In a study published in BMJ Open, Canadian researchers explore the possible barriers that stop patients from starting non-pharmacological approaches when diagnosed with osteoarthritis.
“In a systematic review of studies comparing OA quality indicators to community-based clinical practice, pass rates for first-line non-pharmacological approaches (e.g., exercise, education) were, on average, below 40%,” authors Crystal MacKay PhD, MHSc, BScPT, and colleagues write.
Research has shown that working-age adults with mild-to-moderate osteoarthritis reported limited guidance and support from their healthcare professionals, they note, in a media release from MedPage Today.
“Given the growing awareness of the importance of identifying and initiating treatment in the early phases of OA, it is critical to begin to address this practice gap. Intervening early in the disease has potential to help control OA pain and disability and reduce work loss,” MacKay and colleagues continue.
In addition, the researchers identified enablers of management, including physical therapists’ confidence, beliefs about the consequences of osteoarthritis, and their scope of practice.

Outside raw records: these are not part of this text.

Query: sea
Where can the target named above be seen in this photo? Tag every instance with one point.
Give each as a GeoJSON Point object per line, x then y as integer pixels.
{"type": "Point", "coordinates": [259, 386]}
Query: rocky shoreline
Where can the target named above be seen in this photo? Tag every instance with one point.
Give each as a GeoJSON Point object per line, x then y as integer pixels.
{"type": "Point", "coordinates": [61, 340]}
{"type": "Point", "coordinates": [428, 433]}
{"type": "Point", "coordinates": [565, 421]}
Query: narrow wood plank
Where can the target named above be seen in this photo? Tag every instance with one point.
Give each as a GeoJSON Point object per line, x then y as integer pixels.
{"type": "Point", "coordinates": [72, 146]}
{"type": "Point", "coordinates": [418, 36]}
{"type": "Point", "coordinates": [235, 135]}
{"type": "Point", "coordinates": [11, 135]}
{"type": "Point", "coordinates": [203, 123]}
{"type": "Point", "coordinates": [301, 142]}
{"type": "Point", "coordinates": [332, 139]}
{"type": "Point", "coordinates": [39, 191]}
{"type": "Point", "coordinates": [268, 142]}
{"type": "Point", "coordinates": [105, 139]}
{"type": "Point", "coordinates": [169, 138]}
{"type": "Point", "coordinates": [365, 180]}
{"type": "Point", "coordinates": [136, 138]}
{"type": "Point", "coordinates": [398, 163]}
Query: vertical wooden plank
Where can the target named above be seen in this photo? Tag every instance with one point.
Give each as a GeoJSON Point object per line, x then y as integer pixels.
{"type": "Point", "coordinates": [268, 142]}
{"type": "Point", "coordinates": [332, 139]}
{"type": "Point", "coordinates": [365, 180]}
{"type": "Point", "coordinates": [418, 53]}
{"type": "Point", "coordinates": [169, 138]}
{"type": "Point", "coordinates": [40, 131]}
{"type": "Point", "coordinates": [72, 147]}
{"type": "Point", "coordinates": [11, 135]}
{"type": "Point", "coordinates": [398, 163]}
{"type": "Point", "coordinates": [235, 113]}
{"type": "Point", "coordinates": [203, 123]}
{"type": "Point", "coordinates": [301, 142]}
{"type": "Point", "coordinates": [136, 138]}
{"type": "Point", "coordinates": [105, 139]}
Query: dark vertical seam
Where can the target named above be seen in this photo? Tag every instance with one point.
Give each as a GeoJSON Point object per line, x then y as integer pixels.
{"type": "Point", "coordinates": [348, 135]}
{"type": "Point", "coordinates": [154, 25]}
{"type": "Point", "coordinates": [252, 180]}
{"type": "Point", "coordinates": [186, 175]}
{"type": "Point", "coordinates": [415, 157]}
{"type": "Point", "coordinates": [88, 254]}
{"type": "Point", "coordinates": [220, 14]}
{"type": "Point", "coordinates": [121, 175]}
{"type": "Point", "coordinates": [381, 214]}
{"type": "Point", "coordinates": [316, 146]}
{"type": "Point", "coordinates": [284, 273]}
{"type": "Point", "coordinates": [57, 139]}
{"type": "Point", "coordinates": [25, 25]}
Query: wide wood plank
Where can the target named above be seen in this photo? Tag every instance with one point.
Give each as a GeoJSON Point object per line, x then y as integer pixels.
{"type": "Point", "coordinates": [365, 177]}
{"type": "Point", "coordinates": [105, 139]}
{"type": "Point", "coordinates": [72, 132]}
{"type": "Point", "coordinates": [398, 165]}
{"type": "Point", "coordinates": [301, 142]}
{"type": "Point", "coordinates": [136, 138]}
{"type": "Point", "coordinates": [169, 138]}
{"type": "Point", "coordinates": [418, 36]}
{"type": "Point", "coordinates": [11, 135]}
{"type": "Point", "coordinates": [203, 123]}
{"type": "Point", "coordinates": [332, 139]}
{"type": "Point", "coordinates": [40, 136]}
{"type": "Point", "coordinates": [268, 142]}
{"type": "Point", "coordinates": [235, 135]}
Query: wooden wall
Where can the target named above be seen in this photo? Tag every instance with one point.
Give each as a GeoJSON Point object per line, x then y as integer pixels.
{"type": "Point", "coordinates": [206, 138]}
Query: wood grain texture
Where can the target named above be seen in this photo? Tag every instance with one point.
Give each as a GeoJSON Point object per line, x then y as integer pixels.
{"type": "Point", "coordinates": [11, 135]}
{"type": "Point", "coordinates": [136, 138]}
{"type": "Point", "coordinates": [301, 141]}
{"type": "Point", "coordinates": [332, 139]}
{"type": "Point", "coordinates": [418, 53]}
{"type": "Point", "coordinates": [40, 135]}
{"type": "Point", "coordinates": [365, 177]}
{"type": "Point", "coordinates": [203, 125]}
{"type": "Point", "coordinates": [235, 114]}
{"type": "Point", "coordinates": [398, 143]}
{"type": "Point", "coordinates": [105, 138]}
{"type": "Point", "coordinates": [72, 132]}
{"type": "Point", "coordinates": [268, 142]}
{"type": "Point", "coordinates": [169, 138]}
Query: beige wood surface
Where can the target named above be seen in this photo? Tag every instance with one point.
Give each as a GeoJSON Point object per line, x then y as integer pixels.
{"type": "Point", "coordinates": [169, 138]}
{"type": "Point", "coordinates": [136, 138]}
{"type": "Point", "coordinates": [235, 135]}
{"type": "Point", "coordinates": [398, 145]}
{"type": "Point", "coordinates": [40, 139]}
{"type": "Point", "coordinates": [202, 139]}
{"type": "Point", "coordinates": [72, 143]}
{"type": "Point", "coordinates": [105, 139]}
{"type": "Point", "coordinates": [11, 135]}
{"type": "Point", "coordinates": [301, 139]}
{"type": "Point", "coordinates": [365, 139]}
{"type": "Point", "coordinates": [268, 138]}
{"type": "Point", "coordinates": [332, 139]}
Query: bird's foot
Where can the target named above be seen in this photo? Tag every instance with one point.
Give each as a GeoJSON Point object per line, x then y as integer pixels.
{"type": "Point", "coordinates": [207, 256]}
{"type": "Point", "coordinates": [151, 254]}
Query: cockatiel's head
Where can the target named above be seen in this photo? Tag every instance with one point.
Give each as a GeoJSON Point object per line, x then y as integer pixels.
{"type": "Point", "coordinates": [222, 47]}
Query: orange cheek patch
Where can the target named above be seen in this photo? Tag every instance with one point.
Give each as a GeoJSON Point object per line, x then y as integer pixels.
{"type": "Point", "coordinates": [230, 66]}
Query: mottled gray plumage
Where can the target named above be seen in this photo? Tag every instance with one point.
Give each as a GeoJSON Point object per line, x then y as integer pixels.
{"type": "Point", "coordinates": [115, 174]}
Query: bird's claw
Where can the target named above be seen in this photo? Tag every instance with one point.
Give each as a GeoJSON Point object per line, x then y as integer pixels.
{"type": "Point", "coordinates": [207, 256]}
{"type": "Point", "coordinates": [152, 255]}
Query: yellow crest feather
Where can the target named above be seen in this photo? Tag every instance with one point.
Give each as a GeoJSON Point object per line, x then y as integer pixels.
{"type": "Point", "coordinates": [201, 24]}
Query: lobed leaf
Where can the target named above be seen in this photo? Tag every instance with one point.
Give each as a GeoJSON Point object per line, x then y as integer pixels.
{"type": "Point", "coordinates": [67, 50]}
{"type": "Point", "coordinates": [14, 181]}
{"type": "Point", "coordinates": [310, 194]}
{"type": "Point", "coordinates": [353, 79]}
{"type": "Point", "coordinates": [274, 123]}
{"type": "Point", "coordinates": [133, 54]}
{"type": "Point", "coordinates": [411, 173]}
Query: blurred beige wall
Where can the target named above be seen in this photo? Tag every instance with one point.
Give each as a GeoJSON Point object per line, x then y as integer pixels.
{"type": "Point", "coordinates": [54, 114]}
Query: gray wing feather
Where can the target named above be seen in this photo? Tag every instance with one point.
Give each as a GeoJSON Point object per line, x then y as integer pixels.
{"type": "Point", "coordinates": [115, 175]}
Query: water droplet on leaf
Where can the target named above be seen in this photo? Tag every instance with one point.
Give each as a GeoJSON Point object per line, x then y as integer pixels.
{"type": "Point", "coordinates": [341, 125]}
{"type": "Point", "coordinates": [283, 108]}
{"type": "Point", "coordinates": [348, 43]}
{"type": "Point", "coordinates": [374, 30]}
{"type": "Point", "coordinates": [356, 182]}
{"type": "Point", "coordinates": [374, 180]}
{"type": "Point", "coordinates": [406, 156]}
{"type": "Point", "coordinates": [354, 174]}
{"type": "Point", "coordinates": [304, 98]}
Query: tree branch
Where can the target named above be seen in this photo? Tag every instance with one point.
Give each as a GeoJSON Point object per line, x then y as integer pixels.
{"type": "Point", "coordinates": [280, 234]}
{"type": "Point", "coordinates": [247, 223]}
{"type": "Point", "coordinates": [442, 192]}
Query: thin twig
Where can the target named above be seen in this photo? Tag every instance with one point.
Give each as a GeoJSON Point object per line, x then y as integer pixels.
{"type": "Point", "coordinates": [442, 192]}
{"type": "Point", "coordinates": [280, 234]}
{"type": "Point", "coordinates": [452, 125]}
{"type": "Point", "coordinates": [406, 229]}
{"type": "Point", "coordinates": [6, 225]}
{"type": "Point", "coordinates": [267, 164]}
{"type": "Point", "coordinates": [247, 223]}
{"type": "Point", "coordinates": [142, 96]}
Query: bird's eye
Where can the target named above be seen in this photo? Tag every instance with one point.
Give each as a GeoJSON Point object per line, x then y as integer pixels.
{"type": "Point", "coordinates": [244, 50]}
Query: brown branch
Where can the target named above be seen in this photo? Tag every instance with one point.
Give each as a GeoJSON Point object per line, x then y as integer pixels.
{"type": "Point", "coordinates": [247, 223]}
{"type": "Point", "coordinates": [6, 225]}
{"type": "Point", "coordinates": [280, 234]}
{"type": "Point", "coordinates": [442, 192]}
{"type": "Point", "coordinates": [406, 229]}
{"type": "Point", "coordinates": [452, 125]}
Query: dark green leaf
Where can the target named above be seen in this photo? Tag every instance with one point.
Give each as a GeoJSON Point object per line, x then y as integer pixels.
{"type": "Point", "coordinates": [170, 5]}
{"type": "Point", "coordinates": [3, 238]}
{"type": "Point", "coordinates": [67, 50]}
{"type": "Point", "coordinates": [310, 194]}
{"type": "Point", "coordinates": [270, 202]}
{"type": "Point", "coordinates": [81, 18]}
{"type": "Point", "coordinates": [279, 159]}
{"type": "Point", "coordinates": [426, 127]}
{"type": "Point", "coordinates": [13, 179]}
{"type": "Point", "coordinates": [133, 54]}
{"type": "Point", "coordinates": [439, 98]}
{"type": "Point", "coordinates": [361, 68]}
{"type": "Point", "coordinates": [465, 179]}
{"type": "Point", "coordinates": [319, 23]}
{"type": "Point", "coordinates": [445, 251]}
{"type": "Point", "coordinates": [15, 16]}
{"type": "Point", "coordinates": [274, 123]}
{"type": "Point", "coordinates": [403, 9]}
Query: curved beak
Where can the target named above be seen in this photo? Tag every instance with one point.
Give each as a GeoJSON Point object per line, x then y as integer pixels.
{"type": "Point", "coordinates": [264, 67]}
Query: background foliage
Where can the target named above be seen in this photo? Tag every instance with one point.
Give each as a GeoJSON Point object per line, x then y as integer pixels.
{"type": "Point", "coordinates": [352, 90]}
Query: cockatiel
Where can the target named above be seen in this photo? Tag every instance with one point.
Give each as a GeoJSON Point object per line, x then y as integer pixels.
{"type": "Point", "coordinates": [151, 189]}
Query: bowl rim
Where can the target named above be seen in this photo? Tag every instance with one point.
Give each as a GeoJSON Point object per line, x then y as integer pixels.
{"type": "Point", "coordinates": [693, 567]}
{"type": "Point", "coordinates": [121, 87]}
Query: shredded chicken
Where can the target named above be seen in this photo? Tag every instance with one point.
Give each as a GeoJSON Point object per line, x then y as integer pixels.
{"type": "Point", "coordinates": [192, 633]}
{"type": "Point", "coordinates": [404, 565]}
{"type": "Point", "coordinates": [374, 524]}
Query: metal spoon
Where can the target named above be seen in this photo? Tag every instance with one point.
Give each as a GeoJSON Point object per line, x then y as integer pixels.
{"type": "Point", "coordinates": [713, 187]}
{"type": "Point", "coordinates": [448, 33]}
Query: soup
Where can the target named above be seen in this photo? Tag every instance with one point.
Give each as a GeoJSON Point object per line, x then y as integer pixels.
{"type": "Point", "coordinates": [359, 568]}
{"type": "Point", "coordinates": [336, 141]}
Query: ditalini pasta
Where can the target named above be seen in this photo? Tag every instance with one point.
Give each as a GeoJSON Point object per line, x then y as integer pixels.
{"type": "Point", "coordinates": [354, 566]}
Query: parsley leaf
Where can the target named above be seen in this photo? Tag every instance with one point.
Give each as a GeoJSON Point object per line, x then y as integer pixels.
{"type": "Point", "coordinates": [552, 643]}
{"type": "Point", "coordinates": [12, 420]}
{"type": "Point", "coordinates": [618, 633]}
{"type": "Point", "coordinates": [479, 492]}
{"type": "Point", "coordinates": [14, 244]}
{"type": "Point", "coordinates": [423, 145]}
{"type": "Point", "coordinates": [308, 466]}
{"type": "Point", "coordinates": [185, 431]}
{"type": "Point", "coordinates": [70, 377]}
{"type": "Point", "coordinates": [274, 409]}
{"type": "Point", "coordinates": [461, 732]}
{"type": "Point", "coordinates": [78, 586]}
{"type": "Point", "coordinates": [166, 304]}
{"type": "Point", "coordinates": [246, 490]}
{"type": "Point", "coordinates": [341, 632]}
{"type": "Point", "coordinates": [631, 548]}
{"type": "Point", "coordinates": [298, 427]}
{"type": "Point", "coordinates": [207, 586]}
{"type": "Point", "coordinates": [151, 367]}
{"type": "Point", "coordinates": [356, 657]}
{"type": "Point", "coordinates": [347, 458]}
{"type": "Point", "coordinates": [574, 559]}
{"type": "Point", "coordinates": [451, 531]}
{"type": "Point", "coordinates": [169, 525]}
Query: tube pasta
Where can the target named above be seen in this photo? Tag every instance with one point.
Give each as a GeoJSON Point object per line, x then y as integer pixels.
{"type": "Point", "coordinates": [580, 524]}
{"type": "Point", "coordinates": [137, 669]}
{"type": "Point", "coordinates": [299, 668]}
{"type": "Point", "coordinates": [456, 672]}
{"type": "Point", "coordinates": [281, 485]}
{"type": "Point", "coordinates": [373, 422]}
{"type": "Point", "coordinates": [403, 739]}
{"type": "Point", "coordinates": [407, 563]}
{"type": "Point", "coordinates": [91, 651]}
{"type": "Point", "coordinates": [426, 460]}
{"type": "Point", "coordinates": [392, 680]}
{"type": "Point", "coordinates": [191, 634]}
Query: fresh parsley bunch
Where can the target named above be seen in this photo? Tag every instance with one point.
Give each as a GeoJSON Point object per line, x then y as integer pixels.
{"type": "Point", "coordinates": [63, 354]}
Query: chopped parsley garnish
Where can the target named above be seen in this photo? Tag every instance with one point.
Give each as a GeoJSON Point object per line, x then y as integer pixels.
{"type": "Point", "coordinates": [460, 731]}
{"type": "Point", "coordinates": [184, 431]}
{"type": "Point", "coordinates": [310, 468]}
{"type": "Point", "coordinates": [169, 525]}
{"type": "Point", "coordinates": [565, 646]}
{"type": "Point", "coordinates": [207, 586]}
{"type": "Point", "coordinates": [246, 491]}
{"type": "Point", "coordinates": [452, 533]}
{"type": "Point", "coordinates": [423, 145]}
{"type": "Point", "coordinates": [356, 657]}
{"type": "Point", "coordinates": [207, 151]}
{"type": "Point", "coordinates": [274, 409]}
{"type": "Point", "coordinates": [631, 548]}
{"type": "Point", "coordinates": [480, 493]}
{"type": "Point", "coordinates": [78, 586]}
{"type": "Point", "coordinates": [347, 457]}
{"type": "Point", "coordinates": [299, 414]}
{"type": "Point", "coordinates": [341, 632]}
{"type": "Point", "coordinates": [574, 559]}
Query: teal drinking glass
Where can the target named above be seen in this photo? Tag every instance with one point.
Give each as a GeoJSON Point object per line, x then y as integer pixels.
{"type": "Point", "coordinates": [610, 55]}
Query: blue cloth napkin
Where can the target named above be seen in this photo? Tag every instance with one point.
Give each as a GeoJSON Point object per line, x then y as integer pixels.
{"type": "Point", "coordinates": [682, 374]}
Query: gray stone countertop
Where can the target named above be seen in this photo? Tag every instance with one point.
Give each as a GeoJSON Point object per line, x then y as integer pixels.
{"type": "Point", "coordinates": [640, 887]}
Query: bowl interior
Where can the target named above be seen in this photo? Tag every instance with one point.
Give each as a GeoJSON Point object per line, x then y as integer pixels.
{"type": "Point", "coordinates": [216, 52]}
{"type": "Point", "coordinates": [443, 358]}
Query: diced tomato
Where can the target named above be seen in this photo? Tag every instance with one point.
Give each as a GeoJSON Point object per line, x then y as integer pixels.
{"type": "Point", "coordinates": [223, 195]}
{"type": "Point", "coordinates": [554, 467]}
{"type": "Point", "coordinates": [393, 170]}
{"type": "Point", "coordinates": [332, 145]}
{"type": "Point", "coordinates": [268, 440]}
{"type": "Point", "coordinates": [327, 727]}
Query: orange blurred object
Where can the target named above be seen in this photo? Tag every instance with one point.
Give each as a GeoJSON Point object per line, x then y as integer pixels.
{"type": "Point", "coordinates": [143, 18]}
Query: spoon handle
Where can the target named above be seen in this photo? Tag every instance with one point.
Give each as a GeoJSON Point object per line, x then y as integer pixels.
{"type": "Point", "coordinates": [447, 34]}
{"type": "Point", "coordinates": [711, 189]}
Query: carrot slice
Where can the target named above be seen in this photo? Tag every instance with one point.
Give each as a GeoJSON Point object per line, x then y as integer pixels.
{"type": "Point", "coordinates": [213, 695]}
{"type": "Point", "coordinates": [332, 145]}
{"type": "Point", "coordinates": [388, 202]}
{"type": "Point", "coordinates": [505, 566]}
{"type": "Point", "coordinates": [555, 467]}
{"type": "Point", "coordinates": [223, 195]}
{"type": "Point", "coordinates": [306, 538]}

“We also identified modifiable factors that can be barriers to management in some situations and can be targeted to improve care: availability and timely access to services in the community (eg, exercise programs) and healthcare systems (eg, physical therapists); healthcare provider factors including time, access to evidence, and physicians’ referrals and messaging to clients; and client engagement in management and beliefs about OA,” the authors write.
“Other clients were reluctant to accept an OA diagnosis, particularly when x-rays do not show changes in the early stages of the disease,” they continue.
More studies are needed to find ways to optimize timely access to physical therapists and other programs to increase early interventions, they conclude.
“Addressing these barriers will require a multipronged approach, targeted at both the healthcare system and healthcare providers,” they write.